Students of American history know of the law's critical role in systematizing a racial hierarchy in the United States. Showing that this history is best appreciated in a comparative perspective, "The Long, Lingering Shadow" looks at the parallel legal histories of race relations in the United States, Brazil, and Spanish America. Robert J. Cottrol takes the reader on a journey from the origins of New World slavery in colonial Latin America to current debates and litigation over affirmative action in Brazil and the United States, as well as contemporary struggles against racial discrimination and Afro-Latin invisibility in the Spanish-speaking nations of the hemisphere.

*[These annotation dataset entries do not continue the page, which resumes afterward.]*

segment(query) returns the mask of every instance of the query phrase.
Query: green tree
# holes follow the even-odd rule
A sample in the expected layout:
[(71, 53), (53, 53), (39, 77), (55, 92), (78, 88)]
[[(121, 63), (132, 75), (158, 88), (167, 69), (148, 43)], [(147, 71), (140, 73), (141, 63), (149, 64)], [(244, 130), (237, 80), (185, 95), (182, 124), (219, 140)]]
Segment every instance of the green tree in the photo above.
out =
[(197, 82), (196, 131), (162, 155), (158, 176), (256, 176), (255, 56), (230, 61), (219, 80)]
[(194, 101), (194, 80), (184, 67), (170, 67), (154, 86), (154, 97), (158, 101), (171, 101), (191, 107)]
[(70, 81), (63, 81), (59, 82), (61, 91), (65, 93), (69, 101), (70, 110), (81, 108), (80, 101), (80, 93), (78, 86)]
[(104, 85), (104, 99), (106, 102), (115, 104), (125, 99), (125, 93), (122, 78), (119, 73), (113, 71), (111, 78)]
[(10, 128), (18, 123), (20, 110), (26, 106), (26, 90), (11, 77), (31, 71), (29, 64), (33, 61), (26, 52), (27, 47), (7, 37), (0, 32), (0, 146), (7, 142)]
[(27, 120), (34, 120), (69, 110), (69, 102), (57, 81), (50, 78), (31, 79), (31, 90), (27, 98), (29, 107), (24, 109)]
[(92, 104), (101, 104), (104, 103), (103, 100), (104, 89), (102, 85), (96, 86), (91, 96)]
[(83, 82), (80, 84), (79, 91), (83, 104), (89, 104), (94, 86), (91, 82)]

Ranging across such topics as slavery, emancipation, scientific racism, immigration policies, racial classifications, and legal processes, Cottrol unravels a complex odyssey. By the eve of the Civil War, the U.S. slave system was rooted in a legal and cultural foundation of racial exclusion unmatched in the Western Hemisphere. That system's legacy was later echoed in Jim Crow, the practice of legally mandated segregation. Jim Crow in turn caused leading Latin Americans to regard their nations as models of racial equality because their laws did not mandate racial discrimination-- a belief that masked very real patterns of racism throughout the Americas. And yet, Cottrol says, if the United States has had a history of more-rigid racial exclusion, since the Second World War it has also had a more thorough civil rights revolution, with significant legal victories over racial discrimination. Cottrol explores this remarkable transformation and shows how it is now inspiring civil rights activists throughout the Americas.
About the Author
Paul Finkelman (PhD, University of Chicago) is the President William McKinley Distinguished Professor of Law and Public Policy and Senior Fellow in the Government Law Center at Albany Law School. His many books include "Landmark Decisions of the United States Supreme Court" (2008) and "A March of Liberty: A Constitutional History of the United States" (2002), which he coauthored; "The Encyclopedia of American Civil Liberties" (2006) and "The Encyclopedia of the New American Nation" (2006), which he edited; and" Slavery and the Founders: Race and Liberty in the Age of Jefferson" (2001). For the Bedford Series in History and Culture he edited "Dred Scott v. Sandford: A Brief History with Documents" (1997) and "Defending Slavery: Proslavery Thought in the Old South: A Brief History with Documents" (2003). Finkelman has also published numerous scholarly articles on American legal history and civil rights, and he lectures frequently on these subjects.
Timothy S. Huebner, L. Palmer Brown Professor of Interdisciplinary Humanities and Chair of the Department of History at Rhodes College, is author of "The Taney Court: Justices, Rulings, and Legacy" and coeditor, with Kermit L. Hall, of "Major Problems in American Constitutional History", second edition. He and Paul Finkelman edit the series Studies in the Legal History of the South.